We consider the problem of detecting a small subset of defective items from a large set via non-adaptive "random pooling" group tests. We consider both the case when the measurements are noiseless, and the case when the measurements are noisy (the outcome of each group test may be independently faulty with probability q). Order-optimal results for these scenarios are known in the literature. We give information-theoretic lower bounds on the query complexity of these problems, and provide corresponding computationally efficient algorithms that match the lower bounds up to a constant factor. To the best of our knowledge this work is the first to explicitly estimate such a constant that characterizes the gap between the upper and lower bounds for these problems.

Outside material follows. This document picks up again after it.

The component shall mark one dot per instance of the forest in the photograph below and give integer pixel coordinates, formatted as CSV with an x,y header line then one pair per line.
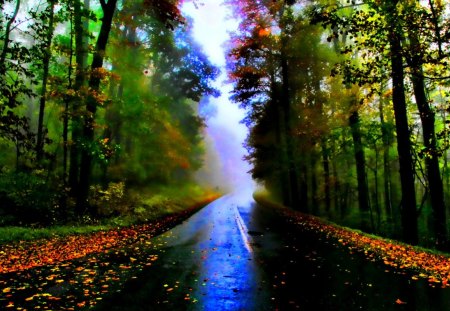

The last item is a PhD thesis entitled Applications of Derandomization Theory in Coding by Mahdi Cheraghchi. The abstract reads:

Randomized techniques play a fundamental role in theoretical computer science and discrete mathematics, in particular for the design of efficient algorithms and construction of combinatorial objects. The basic goal in derandomization theory is to eliminate or reduce the need for randomness in such randomized constructions. In this thesis, we explore some applications of the fundamental notions in derandomization theory to problems outside the core of theoretical computer science, and in particular, certain problems related to coding theory. First, we consider the wiretap channel problem which involves a communication system in which an intruder can eavesdrop a limited portion of the transmissions, and construct efficient and information-theoretically optimal communication protocols for this model. Then we consider the combinatorial group testing problem. In this classical problem, one aims to determine a set of defective items within a large population by asking a number of queries, where each query reveals whether a defective item is present within a specified group of items. We use randomness condensers to explicitly construct optimal, or nearly optimal, group testing schemes for a setting where the query outcomes can be highly unreliable, as well as the threshold model where a query returns positive if the number of defectives pass a certain threshold. Finally, we design ensembles of error-correcting codes that achieve the information-theoretic capacity of a large class of communication channels, and then use the obtained ensembles for construction of explicit capacity achieving codes.

Image taken from a slide presentation entitled Group Testing: How to ﬁnd out what’s important in life by Mark Iwen and Tsvetanka Sendova explaining group testing for educational outreach purposes.